The indicator used to define the variability in home sales is Pending Home Sales Index (PHSI), an indicator of home sales based on signed contracts, which in August rose 8.8% to 132.8 points (100 being the level of contractual activity in 2001), a historic high.
It had sunk to a minimum of 69 in April, when buyers and sellers were paralyzed when the CCP Virus penetrated the United States most heavily.
According to the report, contract signature levels were expected to remain stable during the pandemic, so a significant increase was received with great surprise and optimism.
It should be noted that the signing of a contract does not necessarily imply the completion of the sale, although it is very unusual, it may happen that a sales contract is not finally completed.

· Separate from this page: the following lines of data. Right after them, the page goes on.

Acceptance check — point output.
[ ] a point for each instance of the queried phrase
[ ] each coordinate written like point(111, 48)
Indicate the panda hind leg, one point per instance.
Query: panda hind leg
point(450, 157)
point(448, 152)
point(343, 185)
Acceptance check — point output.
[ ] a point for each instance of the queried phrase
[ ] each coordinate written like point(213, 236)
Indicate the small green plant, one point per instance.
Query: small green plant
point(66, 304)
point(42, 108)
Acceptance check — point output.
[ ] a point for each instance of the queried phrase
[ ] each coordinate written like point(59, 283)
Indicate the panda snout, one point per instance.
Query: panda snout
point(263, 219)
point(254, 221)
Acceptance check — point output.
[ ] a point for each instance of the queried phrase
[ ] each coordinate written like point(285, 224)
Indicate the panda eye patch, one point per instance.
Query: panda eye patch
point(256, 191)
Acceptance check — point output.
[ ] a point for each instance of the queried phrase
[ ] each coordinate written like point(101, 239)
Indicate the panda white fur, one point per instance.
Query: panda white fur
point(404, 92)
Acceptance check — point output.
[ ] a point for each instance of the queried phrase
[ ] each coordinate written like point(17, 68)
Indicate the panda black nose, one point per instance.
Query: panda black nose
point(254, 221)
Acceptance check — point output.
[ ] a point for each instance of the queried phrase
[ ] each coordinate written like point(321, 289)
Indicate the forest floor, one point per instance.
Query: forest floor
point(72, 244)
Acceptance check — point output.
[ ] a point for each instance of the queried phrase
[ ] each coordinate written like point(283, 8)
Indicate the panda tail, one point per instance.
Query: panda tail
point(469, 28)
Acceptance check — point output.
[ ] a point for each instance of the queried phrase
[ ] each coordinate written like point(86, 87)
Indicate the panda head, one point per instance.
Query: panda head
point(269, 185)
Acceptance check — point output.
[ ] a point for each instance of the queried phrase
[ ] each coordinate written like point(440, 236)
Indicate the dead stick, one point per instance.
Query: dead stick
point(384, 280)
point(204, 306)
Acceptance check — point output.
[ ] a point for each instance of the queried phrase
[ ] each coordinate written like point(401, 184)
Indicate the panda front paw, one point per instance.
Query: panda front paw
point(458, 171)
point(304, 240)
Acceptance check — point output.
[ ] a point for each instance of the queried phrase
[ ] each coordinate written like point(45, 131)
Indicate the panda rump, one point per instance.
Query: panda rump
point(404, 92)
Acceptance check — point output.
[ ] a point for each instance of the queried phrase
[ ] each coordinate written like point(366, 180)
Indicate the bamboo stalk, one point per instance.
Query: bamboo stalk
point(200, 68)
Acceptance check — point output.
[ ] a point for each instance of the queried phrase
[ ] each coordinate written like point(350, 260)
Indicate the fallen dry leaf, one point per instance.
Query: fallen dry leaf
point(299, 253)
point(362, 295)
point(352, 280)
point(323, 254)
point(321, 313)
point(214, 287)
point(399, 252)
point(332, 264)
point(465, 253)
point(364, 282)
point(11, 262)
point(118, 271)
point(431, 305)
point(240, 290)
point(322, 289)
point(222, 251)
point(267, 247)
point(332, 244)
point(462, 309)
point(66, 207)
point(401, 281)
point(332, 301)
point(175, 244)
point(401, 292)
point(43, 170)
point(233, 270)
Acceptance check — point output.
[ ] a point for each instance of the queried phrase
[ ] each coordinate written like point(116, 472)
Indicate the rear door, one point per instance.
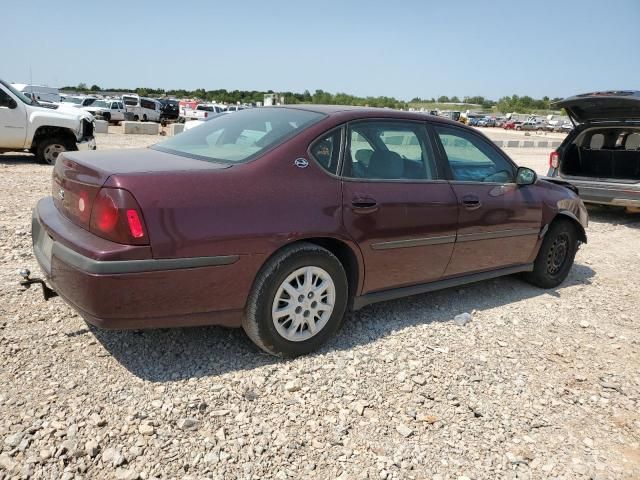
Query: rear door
point(499, 221)
point(396, 205)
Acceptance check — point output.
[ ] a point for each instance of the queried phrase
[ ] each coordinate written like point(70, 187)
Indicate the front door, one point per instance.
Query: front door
point(499, 222)
point(396, 205)
point(13, 122)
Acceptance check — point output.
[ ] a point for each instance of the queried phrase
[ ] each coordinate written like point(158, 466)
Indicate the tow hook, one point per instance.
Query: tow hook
point(26, 282)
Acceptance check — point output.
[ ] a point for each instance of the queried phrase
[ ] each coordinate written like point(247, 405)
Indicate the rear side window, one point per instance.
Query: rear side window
point(383, 150)
point(326, 151)
point(472, 159)
point(240, 137)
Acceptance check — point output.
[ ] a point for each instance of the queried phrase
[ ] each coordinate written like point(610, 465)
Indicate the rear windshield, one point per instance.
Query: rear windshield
point(239, 137)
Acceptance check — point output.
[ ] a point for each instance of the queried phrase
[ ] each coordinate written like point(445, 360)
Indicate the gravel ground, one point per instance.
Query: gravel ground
point(539, 384)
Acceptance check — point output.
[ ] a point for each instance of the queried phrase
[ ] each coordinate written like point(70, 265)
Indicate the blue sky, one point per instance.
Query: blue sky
point(395, 48)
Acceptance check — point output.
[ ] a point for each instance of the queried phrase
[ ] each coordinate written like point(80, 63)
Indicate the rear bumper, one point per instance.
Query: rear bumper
point(604, 193)
point(136, 293)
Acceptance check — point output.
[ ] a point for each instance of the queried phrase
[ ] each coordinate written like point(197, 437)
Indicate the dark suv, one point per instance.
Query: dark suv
point(601, 155)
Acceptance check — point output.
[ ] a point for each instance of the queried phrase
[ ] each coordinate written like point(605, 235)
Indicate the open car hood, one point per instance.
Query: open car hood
point(612, 106)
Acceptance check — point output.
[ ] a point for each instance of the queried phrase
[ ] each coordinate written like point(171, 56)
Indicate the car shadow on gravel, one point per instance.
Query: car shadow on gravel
point(181, 353)
point(10, 159)
point(614, 216)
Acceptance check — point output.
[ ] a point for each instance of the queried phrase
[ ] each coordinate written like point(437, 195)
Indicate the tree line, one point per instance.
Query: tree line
point(513, 103)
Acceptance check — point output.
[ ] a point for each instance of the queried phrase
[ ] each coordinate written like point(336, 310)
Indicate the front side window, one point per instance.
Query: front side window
point(240, 137)
point(326, 151)
point(21, 96)
point(5, 99)
point(383, 150)
point(472, 159)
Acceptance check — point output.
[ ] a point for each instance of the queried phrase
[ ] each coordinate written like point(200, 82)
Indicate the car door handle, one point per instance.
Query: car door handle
point(471, 202)
point(364, 205)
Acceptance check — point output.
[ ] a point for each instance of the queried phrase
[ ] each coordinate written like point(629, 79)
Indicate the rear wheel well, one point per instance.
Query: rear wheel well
point(567, 217)
point(64, 134)
point(343, 253)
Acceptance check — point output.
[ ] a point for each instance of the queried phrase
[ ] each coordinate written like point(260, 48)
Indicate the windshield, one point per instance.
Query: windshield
point(240, 137)
point(22, 97)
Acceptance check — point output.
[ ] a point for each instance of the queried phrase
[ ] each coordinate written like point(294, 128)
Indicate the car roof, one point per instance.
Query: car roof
point(355, 112)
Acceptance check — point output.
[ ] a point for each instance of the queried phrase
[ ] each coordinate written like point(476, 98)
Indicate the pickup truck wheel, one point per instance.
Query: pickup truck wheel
point(49, 150)
point(298, 301)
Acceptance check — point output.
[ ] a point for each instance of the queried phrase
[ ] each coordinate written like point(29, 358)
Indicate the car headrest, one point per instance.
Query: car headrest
point(385, 165)
point(597, 141)
point(633, 142)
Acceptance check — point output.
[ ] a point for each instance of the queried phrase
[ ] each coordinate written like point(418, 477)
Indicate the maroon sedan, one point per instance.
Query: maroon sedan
point(281, 219)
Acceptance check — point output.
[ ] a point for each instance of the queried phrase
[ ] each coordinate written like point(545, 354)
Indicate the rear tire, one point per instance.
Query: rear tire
point(49, 149)
point(556, 255)
point(316, 305)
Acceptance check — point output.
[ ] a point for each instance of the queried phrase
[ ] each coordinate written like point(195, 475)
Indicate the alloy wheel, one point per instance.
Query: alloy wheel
point(557, 253)
point(303, 303)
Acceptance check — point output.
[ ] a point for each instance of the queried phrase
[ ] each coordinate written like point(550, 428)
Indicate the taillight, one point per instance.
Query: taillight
point(116, 216)
point(135, 225)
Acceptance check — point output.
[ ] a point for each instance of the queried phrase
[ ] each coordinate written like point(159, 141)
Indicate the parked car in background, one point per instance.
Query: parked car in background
point(109, 110)
point(511, 124)
point(530, 125)
point(487, 122)
point(38, 92)
point(340, 207)
point(77, 101)
point(170, 109)
point(205, 110)
point(189, 124)
point(601, 155)
point(144, 109)
point(25, 125)
point(566, 127)
point(499, 122)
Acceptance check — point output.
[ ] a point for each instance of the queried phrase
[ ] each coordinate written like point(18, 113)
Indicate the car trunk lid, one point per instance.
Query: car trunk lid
point(619, 105)
point(78, 177)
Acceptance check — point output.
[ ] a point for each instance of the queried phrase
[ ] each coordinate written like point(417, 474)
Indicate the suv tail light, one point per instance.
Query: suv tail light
point(116, 216)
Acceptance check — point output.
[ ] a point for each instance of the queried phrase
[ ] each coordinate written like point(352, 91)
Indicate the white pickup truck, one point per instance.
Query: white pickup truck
point(45, 132)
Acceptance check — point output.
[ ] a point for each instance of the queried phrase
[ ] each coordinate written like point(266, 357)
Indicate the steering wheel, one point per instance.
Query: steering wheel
point(494, 177)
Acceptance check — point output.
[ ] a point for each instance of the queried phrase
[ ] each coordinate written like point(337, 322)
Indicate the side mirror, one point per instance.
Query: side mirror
point(525, 176)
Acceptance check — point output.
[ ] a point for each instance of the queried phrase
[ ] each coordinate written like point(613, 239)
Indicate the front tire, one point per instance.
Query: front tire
point(298, 301)
point(556, 255)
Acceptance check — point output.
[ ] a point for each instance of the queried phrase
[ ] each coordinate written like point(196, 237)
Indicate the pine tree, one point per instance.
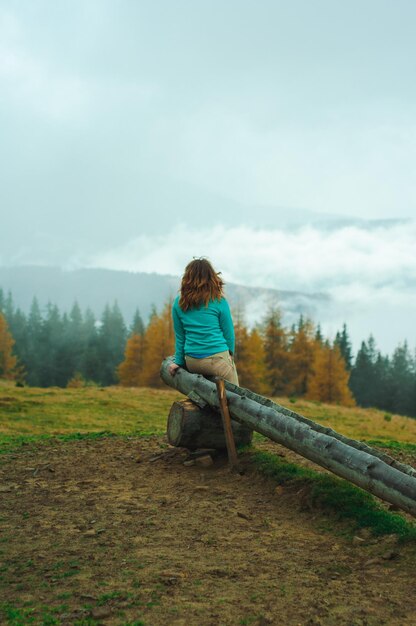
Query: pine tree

“Housing prices are heating up rapidly,” said Yun, an NAR spokesman. “Low mortgage rates are allowing buyers to obtain cheaper mortgages, but many may find it more difficult to make the required down payment.
Contract signings are a barometer of completed purchases over the next two months, so this month’s figures point to continued strong sales in October.
According to Fox News, the housing market has been one of the highlights of the U.S. economy during the Trump era, although it is still trying to regain its momentum before the virus spread.
Another factor that is making the purchase of properties possible is that interest rates are historically low, not exceeding 3%, and are pushing savers and investors into the housing market, even when home prices are also rising due to the lack of available properties.